Campiotti Alain

JOURNALISTE

S'il hésitait entre Pékin et New York, Alain Campiotti choisirait-il Lausanne, où il vit maintenant? Journaliste, il a surtout écrit hors de Suisse, pour 24 heures, L'Hebdo, Le Nouveau Quotidien et Le Temps, comme reporter ou comme correspondant. Terrains de prédilection: la Chine, les Etats-Unis et le Proche-Orient au sens large. Autrement dit le monde qui change et qui craque.

Quoi? Hillary Clinton veut sauver les éléphants!

Le livre n’existe pas, mais vous pouvez déjà l’acheter sur Amazon avec un substantiel rabais : 25,30 dollars au lieu de 40. Il n’a pas encore de titre, mais une blonde en couverture. Et un auteur : HRC.

Les mémoires d’Hillary Rodham Clinton, secrétaire d’Etat (2008-2012), paraîtront en juin chez Simon & Schuster. C’est déjà l’événement éditorial et politique de l’année aux Etats-Unis. L’ex-Première dame, épouse d’un possible Premier homme, entourée de conseillers et de nègres informés, soupèse depuis des mois chaque mot de ce livre qui sera une arme autant qu’une lecture.

Pour le moment, rien n’a transpiré de son contenu. Quand elle n’est pas enfermée avec le manuscrit à Chappaqua (la résidence du couple au nord de New York), Hillary Clinton donne dans des cercles fermés des conférences très bien rémunérées, qui ne font guère de bruit sauf quand elle compare, comme l’autre jour, Vladimir Poutine à Adolf Hitler.
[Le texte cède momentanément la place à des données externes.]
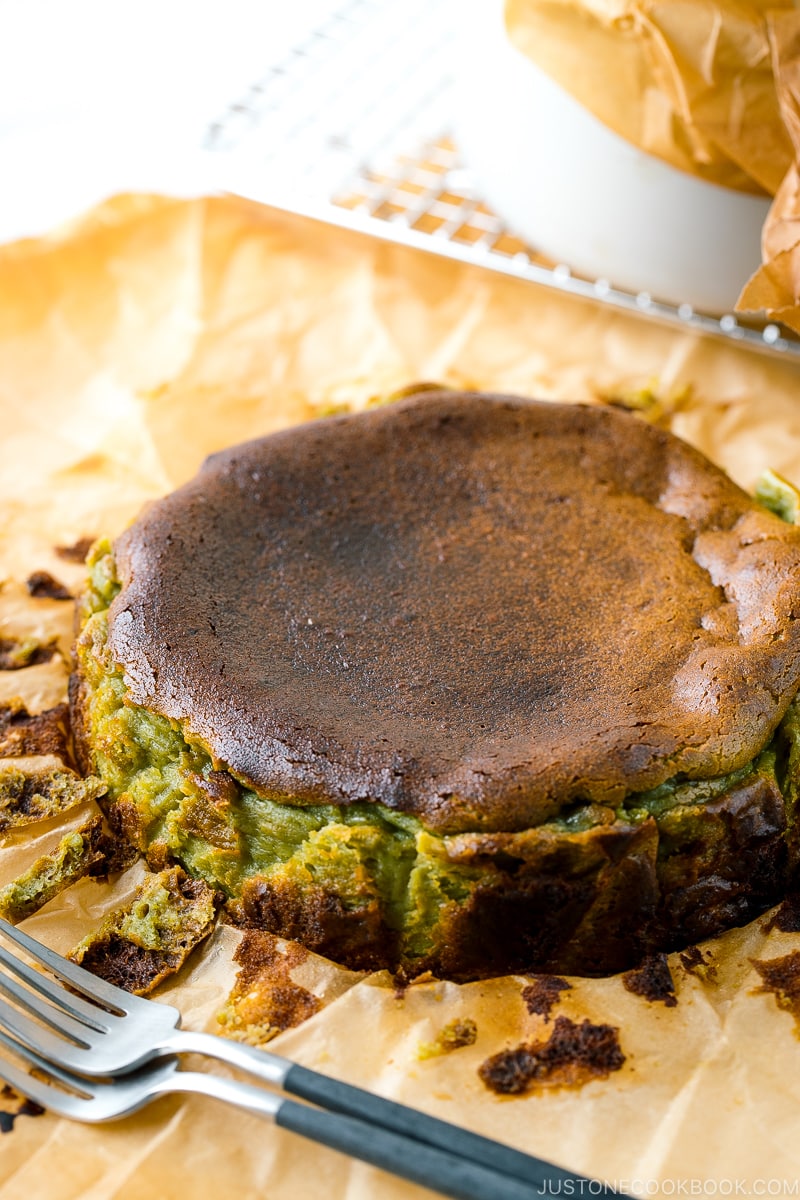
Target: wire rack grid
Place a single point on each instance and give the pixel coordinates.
(353, 127)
Ou alors elle se bat pour les éléphants.

Ce n’est pas une plaisanterie. L’éléphant, naturellement, est le symbole du parti républicain, et HRC n’a jamais ménagé ses adversaires politiques. Mais elle a aussi un cœur : avec Chelsea, sa fille, elle a pris la tête d’une campagne mondiale afin de sauver les éléphants d’Afrique que les braconniers et les trafiquants pourchassent (95 victimes chaque jour) pour leur ivoire.

D’une main, elle protège les pachydermes, de l’autre elle affronte les bêtes à trompe qui veulent l’empêcher de retourner à la Maison Blanche.

Hillary Clinton n’a pas annoncé sa candidature à l’élection présidentielle de 2016, mais sa campagne bat pourtant son plein. Le parti démocrate a déjà fait d’elle sa favorite, loin devant tous les autres postulants. «Priorities USA», le comité d’action qui a assuré financièrement la réélection de Barack Obama, est depuis le début de l’année mobilisé en sa faveur. Et le livre qui va paraître est bien sûr son instrument de choix.

La preuve que le combat est engagé vient aussi de droite. Le parti républicain a déjà enrôlé des chercheurs pour allumer des contre-feux. Ils réunissent des informations pour dégrader les quatre années d’HRC à la tête de la diplomatie américaine. On sait déjà que la première attaque portera sur la Libye et l’assassinat de l’ambassadeur des Etats-Unis à Benghazi. Ce n’est pas la seule munition. Les archives publiques et privées sont labourées pour dresser le portrait d’une femme arrogante et sans pitié.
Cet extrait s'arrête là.